New Zealand Joins Space Race With Successful Launch Of Lightweight 'Electron' Rocket (nzherald.co.nz)
"Rocket Lab: We have lift-off!" wrote long-time Slashdot reader ClarkMills on Wednesday. "History made as Electron launches successfully from Mahia." The New Zealand Herald reports:
Rocket Lab engineers have started analyzing data from yesterday's historic launch from the Mahia Peninsula that took the company to space but not able to complete its orbital mission. Lift-off at 4.20 pm was the first orbital-class rocket launched from a private launch site in the world. New Zealand became the 11th country with potential to launch cargo into space, joining superpowers and tech heavyweights. The Government hailed the lift-off as a major milestone for the country's space industry...

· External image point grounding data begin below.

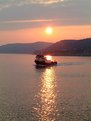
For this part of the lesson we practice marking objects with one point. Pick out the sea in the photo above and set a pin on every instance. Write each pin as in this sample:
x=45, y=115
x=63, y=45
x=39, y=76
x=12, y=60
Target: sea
x=56, y=93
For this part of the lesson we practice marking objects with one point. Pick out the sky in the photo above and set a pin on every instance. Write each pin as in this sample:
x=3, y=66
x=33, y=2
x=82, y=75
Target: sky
x=25, y=21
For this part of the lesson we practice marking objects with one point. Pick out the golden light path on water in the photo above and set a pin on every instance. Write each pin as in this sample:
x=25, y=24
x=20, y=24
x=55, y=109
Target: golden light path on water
x=46, y=108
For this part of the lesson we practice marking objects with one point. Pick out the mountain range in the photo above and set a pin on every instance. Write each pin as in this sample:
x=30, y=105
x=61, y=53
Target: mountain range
x=61, y=48
x=70, y=48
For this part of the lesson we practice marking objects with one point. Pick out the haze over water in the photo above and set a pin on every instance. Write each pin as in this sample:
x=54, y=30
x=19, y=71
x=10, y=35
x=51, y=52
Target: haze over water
x=59, y=93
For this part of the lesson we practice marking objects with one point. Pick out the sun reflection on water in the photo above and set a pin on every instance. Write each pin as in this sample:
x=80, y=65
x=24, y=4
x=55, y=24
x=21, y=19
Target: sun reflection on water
x=46, y=106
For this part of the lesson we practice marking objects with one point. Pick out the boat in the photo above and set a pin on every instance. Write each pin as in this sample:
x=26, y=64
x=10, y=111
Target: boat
x=44, y=60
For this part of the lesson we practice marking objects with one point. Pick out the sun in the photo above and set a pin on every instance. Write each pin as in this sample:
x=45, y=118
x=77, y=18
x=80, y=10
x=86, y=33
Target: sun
x=49, y=30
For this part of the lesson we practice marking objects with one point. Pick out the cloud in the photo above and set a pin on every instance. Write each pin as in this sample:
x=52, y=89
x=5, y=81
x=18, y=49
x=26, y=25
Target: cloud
x=8, y=3
x=35, y=13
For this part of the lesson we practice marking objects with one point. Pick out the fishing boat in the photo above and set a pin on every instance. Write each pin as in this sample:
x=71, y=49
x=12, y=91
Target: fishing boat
x=44, y=60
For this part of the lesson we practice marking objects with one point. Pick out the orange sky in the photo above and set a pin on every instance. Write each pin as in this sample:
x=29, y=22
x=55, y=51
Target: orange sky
x=38, y=34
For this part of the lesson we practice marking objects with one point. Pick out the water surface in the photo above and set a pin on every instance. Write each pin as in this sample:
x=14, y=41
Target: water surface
x=59, y=93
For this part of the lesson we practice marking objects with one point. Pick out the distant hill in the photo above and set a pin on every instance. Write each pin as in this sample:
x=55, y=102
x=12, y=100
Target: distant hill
x=24, y=48
x=70, y=48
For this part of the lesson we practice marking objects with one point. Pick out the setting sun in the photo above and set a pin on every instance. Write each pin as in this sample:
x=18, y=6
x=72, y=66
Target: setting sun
x=49, y=30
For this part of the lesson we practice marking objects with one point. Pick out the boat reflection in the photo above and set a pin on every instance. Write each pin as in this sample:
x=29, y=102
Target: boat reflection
x=46, y=105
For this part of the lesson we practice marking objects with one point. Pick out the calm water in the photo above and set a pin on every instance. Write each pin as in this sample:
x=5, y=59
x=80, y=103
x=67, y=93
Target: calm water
x=59, y=93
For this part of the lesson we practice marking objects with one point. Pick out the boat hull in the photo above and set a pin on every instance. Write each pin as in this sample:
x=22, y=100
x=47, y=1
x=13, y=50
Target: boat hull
x=38, y=63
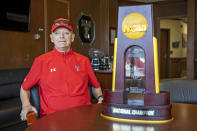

"We didn't quite reach orbit and we'll be investigating why, however reaching space in our first test puts us in an incredibly strong position to accelerate the commercial phase of our program," said founder and chief executive Peter Beck.
Beck added they'd developed their rocket "from scratch" in under four years, and the company's official Twitter feed is now proudly tweeting photos and videos from the launch.
"We didn't quite reach orbit and we'll be investigating why, however reaching space in our first test puts us in an incredibly strong position to accelerate the commercial phase of our program," said founder and chief executive Peter Beck.
Beck added they'd developed their rocket "from scratch" in under four years, and the company's official Twitter feed is now proudly tweeting photos and videos from the launch.
Aye, as compared to the dramatic public failures of the early US space program, and the undoubtedly equally dramatic secret failures of other programs, this was a good first launch, great even.
I'm wondering aloud now, did the 2nd stage falter for something as simple as the LiIon battery packs getting too cold? They say they have 20,000 channels of data to analyze, will be interesting to compare how that kind of monitoring affects progress. Certainly you would expect fewer dramatic failures, but will it make things go faster or slower with respect to overall development progress in time and/or money. In other words, they might be burning less time and money with failed launch attempts, but is the cost of collecting and analyzing all the data even higher? I'm sure it can be overdone, and underdone and that there's a sweet spot somewhere in the middle.
I have a small connection to this story. One of the co-founders of the company was the internet entrepreneur and space-nut Mark Stevens who changed his name to Mark Rocket. He was one of our tenants and a neighbour to us. I still remember him feeding left-over food to our hens. CEO Peter Beck set up Rocket Lab in 2006 with funding from rocket-mad angel investor Mark Rocket who became a 50% owner until he exited in 2011. Mark Rocket is booked to fly into sub-orbital space with Virgin Galactic and was the first New Zealander to book a flight.